For more than 20 years, the Office of Scholarships and Financial Aid has coordinated the America Reads/America Counts program, a federal work-study program.
Through the program, eligible University of Nebraska–Lincoln students are hired to work as tutors in local elementary classrooms and after-school programs within the Lincoln Public Schools system. Tutors partner directly with LPS classroom educators to help improve reading levels and math performance, among other supports.
Of the 1,300 qualified work-study students, Nebraska places about 100 student tutors through America Reads/America Counts annually.

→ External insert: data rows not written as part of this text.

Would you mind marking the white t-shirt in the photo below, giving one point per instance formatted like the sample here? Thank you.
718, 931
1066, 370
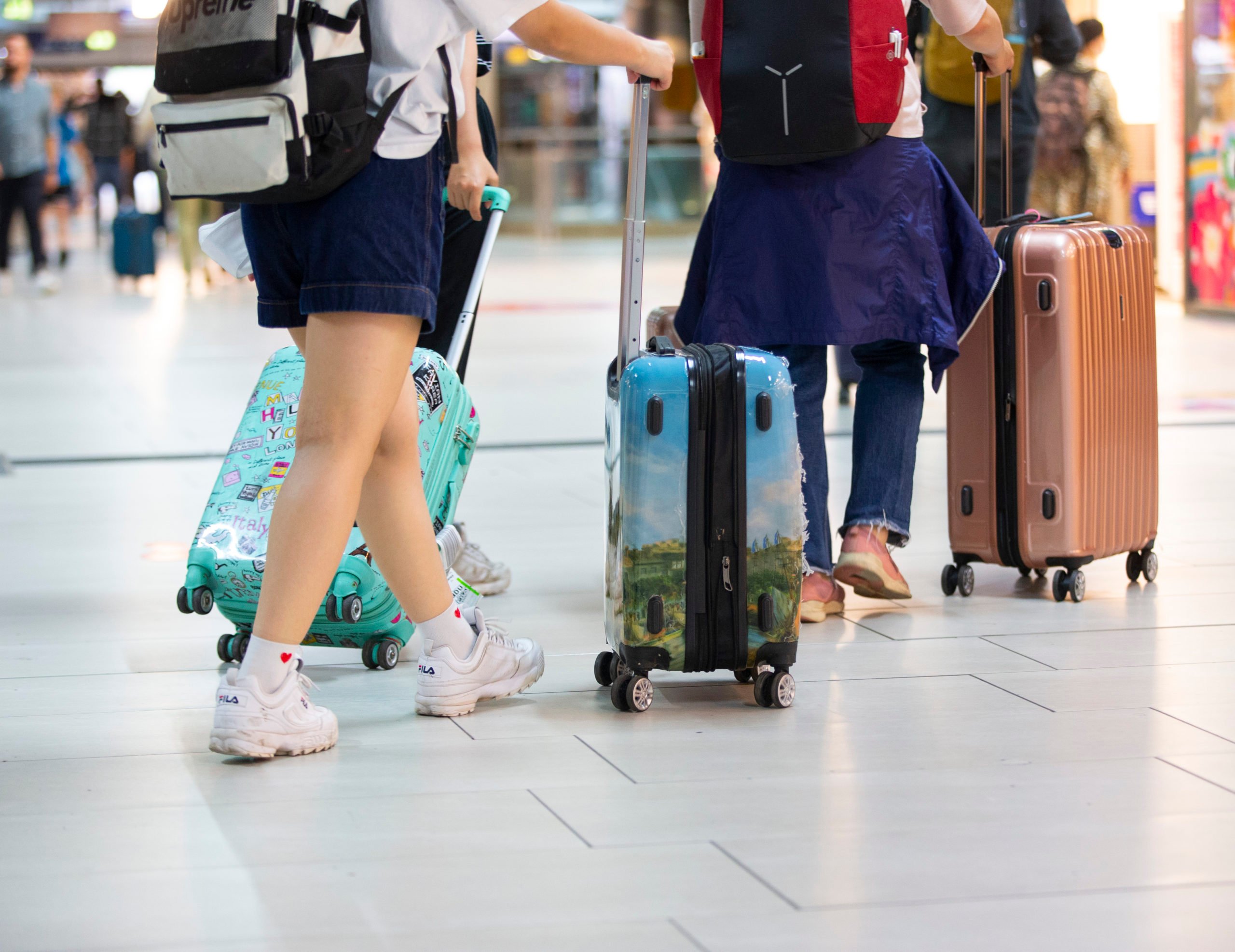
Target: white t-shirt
405, 36
956, 18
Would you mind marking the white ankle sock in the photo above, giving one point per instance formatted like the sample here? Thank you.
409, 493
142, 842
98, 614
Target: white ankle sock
449, 629
270, 662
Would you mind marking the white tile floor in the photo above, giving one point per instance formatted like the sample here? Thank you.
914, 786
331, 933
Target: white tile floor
997, 773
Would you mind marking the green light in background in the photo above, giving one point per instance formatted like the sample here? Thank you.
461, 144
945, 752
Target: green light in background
100, 41
19, 9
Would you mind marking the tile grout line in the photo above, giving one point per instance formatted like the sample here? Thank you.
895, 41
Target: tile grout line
1015, 694
604, 759
1007, 897
687, 937
559, 818
1221, 738
1191, 773
987, 640
755, 876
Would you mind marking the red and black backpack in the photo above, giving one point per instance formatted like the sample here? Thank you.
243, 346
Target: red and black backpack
798, 81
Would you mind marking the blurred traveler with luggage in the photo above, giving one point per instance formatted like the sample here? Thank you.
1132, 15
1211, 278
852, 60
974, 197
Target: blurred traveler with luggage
1034, 28
69, 172
1084, 161
354, 273
874, 248
109, 141
29, 158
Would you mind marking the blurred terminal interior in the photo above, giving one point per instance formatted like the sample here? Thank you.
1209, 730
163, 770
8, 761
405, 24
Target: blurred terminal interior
563, 127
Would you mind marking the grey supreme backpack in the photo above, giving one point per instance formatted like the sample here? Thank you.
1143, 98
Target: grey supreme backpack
267, 98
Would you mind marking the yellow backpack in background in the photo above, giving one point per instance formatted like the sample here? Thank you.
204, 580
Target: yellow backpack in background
949, 71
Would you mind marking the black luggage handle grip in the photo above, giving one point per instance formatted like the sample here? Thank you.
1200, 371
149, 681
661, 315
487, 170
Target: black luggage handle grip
981, 71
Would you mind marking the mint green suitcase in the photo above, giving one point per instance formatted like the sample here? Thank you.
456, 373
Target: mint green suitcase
228, 556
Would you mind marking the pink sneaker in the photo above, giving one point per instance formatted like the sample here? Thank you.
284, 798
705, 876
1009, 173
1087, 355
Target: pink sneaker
821, 597
866, 566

Due to the pandemic, however, that number plummeted to just 10 last year. With fewer students returning to the program this year, most will be new tutors as the program rebuilds.
“As elementary students head back to the classroom this fall, it is our priority to get tutors back into the classroom, working with students, to help with reading and math skills,” said Justin Chase Brown, director of scholarships and financial aid and a doctoral student in educational studies.
Students must be eligible for work-study in order to apply to be an America Reads/America Counts tutor. Federal work-study provides part-time jobs during the academic year for students who demonstrate financial need and who earn wages to pay a part of their educational expenses.
Nebraska alumna Samantha Wolff worked with America Reads/America Counts for three years at Hartley Elementary in Lincoln. Wolff said she always knew she wanted to put school first and didn’t want a job to overshadow that, so she did her own research.
“Work-study allows for flexibility around academics,” she said. “Work-study jobs realize that you’re a student first. That was really appealing to me.”
Eligible students were invited to apply for America Reads/America Counts this summer. Those applicants will participate in interview fairs with local LPS school staff August 25-26.
“At a time when 1-to-1 connections are important, it’s rewarding to know our students are helping to grow flexible, nimble and strong minds,” said Patrick Winter, associate vice chancellor for academic services and enrollment management. “It’s why America Reads/America Counts will remain an institutional commitment to our community.”
“It sounds cheesy, but I’ve watched some kids grow up,” Wolff said. “I met them when they were in third grade, and now they’re going to be middle schoolers. I’ve developed some great relationships with my students.”